Moreover, any environmentally identifiable system, even a rock or a molecule, could be seen as an optimiser in the course of its existence. "Inert particles" in the language of Friston et al. (2022) are optimising (inferring) their state.
The relevant problem with cognitive science (for which "agent foundations" is just an idiosyncratic alias coined in the MIRI circles) is that intelligent systems are typically complex, which means they can be modelled in many different ways.
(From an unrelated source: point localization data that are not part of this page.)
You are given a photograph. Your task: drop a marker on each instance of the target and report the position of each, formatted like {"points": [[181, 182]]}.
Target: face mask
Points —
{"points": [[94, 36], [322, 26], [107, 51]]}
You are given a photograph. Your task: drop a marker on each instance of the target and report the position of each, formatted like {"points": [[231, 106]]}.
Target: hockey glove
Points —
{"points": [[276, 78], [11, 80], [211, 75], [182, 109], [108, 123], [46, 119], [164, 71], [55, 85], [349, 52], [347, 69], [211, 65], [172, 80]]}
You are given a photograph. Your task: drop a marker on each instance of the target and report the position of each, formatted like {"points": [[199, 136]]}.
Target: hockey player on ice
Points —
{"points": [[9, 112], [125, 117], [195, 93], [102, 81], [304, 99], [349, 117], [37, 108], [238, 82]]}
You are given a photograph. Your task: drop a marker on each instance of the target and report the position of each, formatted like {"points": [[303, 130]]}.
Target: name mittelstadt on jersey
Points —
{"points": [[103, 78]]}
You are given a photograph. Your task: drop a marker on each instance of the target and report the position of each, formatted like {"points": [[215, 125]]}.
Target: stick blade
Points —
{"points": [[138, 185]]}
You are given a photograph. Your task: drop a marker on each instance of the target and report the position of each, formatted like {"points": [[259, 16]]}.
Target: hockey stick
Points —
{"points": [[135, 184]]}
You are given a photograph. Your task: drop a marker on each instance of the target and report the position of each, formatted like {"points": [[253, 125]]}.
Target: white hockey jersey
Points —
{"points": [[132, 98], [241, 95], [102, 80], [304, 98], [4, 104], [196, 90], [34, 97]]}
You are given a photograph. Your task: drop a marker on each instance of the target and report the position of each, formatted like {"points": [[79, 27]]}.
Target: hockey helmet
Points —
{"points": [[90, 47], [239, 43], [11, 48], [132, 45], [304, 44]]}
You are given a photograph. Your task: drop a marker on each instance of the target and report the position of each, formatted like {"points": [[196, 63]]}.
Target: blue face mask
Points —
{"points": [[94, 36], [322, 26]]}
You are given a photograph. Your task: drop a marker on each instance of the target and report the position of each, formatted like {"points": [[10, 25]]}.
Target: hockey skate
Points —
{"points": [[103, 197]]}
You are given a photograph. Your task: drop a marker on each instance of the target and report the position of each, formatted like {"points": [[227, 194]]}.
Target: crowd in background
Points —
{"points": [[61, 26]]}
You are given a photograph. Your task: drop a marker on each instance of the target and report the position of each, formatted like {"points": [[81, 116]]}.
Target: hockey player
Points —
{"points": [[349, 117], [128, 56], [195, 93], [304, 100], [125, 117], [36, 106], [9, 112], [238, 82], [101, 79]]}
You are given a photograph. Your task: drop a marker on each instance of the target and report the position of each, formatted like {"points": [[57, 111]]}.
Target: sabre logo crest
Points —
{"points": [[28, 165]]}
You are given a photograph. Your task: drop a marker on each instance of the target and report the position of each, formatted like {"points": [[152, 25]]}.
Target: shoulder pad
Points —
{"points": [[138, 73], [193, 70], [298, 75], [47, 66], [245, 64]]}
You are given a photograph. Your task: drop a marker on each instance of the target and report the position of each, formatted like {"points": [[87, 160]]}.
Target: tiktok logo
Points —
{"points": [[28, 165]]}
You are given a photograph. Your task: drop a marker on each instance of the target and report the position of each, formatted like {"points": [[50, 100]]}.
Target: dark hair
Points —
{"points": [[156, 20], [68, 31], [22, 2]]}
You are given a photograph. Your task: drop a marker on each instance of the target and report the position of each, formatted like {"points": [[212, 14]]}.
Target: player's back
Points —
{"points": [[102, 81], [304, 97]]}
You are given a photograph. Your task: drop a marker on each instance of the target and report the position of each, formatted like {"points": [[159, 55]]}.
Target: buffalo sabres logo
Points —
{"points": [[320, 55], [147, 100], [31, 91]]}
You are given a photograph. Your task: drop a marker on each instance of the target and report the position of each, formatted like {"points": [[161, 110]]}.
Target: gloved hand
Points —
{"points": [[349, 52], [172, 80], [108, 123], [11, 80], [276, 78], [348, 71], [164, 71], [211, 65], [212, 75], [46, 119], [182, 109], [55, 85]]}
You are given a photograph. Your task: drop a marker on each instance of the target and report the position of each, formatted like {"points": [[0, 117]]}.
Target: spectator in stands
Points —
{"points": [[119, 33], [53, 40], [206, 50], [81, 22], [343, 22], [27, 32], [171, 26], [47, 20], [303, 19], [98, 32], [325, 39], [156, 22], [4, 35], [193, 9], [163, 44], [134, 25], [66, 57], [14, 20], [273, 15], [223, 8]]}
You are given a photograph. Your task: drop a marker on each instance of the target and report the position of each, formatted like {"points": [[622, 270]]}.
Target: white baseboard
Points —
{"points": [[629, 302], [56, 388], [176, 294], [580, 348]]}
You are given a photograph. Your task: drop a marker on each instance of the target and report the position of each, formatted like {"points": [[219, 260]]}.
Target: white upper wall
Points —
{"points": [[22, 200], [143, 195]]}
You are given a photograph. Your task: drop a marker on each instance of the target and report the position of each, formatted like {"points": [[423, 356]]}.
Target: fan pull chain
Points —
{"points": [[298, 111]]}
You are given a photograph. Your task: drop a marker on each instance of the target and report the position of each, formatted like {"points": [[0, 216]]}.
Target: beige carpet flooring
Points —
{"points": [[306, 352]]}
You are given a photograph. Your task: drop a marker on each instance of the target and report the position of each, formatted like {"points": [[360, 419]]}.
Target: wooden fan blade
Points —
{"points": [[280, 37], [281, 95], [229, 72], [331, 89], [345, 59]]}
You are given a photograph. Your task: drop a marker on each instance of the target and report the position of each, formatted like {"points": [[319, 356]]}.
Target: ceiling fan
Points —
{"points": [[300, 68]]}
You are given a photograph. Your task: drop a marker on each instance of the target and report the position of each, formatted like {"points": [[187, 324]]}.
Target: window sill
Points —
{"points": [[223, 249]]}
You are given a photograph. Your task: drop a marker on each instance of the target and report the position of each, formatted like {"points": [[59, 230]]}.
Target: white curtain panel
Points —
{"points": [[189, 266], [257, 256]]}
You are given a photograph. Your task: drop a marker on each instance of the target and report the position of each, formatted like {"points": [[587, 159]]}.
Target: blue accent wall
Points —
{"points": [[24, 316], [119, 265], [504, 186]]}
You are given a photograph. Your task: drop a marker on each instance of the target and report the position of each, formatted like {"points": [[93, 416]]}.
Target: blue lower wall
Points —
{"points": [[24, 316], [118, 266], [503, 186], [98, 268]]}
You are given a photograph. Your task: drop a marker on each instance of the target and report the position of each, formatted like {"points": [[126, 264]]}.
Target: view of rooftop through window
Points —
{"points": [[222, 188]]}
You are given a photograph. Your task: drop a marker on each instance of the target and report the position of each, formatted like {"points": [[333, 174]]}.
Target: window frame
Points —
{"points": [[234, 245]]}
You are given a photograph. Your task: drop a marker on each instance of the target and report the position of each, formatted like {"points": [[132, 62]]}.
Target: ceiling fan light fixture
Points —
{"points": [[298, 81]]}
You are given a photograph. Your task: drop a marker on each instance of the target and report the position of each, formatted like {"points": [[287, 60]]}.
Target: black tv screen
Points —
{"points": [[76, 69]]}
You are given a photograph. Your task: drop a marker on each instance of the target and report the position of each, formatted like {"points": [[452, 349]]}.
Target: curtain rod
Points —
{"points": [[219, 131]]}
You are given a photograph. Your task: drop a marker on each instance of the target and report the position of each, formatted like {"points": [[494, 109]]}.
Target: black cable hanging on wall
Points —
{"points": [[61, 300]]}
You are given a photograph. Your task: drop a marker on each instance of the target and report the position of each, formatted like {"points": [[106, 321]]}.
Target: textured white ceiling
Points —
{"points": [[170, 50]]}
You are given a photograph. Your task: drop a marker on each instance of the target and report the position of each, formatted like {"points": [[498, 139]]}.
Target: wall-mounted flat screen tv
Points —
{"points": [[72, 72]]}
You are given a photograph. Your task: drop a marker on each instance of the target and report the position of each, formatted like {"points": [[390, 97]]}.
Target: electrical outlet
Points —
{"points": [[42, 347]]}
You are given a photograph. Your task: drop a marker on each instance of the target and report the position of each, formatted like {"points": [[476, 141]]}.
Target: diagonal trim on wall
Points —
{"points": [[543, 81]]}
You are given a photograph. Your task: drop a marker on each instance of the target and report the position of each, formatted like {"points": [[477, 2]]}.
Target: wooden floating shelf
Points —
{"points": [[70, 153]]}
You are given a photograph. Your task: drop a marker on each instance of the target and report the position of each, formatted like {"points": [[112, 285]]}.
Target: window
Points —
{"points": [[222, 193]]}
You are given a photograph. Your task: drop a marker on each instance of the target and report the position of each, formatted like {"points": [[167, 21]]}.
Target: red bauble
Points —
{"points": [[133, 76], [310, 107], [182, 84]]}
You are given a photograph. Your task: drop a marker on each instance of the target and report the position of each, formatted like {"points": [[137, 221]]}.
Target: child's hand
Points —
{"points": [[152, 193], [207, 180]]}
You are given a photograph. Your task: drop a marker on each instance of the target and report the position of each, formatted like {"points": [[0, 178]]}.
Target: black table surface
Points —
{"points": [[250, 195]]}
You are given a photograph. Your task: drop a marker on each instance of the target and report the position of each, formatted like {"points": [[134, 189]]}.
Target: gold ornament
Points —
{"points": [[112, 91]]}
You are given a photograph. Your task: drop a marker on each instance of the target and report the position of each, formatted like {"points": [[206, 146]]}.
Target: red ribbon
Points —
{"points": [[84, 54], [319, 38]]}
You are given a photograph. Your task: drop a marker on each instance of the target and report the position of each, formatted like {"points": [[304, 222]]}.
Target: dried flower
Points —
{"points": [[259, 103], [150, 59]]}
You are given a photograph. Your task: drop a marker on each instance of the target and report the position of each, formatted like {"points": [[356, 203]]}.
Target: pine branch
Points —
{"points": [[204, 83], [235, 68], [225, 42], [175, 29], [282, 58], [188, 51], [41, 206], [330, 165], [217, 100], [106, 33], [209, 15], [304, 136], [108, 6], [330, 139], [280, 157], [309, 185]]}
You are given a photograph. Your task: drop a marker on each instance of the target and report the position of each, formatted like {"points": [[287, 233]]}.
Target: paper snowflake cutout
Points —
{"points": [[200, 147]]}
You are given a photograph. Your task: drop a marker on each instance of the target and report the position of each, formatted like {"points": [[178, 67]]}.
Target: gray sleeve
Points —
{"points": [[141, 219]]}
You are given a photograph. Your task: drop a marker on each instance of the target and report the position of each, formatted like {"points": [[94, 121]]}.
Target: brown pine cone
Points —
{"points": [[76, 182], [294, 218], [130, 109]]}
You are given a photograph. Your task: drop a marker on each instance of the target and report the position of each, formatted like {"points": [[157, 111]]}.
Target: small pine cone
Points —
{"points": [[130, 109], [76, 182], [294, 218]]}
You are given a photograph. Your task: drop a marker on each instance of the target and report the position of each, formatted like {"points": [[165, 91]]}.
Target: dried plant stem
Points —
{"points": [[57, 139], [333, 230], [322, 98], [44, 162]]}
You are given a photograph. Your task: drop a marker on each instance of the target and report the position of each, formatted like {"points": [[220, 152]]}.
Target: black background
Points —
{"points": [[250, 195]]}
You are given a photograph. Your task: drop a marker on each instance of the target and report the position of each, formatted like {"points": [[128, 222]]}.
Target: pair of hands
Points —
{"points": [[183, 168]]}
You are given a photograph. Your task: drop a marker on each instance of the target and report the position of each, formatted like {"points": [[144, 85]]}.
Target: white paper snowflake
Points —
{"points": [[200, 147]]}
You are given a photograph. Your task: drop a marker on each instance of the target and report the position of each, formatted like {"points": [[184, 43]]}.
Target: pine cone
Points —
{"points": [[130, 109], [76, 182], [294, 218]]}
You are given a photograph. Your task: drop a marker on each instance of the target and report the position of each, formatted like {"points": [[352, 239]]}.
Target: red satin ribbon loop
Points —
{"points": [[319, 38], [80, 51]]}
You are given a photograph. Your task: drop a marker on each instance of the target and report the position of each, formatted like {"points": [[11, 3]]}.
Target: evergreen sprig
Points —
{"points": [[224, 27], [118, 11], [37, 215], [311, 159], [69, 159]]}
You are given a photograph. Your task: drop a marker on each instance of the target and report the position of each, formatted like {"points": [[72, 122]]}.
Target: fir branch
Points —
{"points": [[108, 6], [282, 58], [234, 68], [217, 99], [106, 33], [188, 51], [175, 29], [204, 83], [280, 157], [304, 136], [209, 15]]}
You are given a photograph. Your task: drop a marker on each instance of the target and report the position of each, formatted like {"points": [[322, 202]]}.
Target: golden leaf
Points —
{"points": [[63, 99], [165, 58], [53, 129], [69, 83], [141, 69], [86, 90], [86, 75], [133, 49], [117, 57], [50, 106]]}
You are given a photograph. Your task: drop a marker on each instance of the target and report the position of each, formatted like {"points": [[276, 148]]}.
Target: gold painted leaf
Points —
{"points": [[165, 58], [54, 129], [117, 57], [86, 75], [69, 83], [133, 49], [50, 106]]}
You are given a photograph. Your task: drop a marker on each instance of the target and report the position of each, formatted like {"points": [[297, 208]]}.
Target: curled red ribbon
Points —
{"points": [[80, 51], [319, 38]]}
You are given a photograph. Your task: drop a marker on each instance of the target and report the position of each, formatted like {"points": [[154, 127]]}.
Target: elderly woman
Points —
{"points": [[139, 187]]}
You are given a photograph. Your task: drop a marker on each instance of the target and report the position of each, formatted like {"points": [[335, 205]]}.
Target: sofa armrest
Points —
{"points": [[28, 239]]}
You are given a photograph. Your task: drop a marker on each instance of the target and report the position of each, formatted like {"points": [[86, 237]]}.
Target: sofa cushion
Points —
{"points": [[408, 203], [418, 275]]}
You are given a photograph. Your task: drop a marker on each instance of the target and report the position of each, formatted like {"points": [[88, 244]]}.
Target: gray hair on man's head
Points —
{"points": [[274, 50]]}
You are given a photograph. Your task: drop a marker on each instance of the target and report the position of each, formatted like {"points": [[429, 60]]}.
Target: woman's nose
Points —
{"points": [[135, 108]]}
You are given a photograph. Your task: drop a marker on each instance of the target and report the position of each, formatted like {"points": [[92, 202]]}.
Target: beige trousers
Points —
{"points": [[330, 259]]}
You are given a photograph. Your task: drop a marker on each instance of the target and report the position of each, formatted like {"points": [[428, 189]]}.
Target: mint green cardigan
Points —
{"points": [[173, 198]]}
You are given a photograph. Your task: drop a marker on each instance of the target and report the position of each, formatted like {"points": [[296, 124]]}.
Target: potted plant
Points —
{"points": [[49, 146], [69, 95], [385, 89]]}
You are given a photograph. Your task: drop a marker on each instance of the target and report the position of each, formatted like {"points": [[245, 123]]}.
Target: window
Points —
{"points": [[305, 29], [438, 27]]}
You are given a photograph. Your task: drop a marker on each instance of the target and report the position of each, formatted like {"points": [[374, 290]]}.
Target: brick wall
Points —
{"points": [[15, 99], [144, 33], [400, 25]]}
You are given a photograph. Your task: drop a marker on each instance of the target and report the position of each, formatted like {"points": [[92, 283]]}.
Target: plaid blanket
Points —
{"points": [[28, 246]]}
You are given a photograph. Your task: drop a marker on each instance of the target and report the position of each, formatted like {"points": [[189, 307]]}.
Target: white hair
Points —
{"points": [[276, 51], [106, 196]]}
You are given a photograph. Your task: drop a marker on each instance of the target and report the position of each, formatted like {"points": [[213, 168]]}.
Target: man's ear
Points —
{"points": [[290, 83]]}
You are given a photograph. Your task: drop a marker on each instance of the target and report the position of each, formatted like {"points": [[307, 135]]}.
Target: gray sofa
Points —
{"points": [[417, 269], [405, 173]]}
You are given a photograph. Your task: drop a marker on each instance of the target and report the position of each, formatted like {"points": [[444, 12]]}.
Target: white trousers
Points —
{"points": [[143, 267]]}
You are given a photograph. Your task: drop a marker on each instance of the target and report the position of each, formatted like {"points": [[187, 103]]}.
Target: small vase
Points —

One (probable) consequence of this is that no "agent foundations" theory will lead to building a real HRAD AGI (rather than a toy or a "proof of concept") because as long as the agent architecture will be clean (engineered strictly according to some "agent foundations" theory) and GOFAI-ish it won't be complex enough to really respond intelligently to the complexity of the environment (cf. the law of requisite variety).
Another very important consequence is that this probably reduces the effectiveness of theoretical work in the field, especially outside of major AGI labs. Basically, this is because cognitive science is "swampy": a lot of different theories seem plausible and at least partially "correct" (i.e., model the reality with nonzero fidelity), and at the same time, no single theory is completely correct, to the level of the theory of general relativity, for instance. Therefore, lead scientists at major AGI labs pick their "favourite" theories and it's probably just impossible to move their positions with theoretical arguments. (See this argument laid out in more detail in this draft, in which I argue that independent theoretical work in AI safety is ineffective.)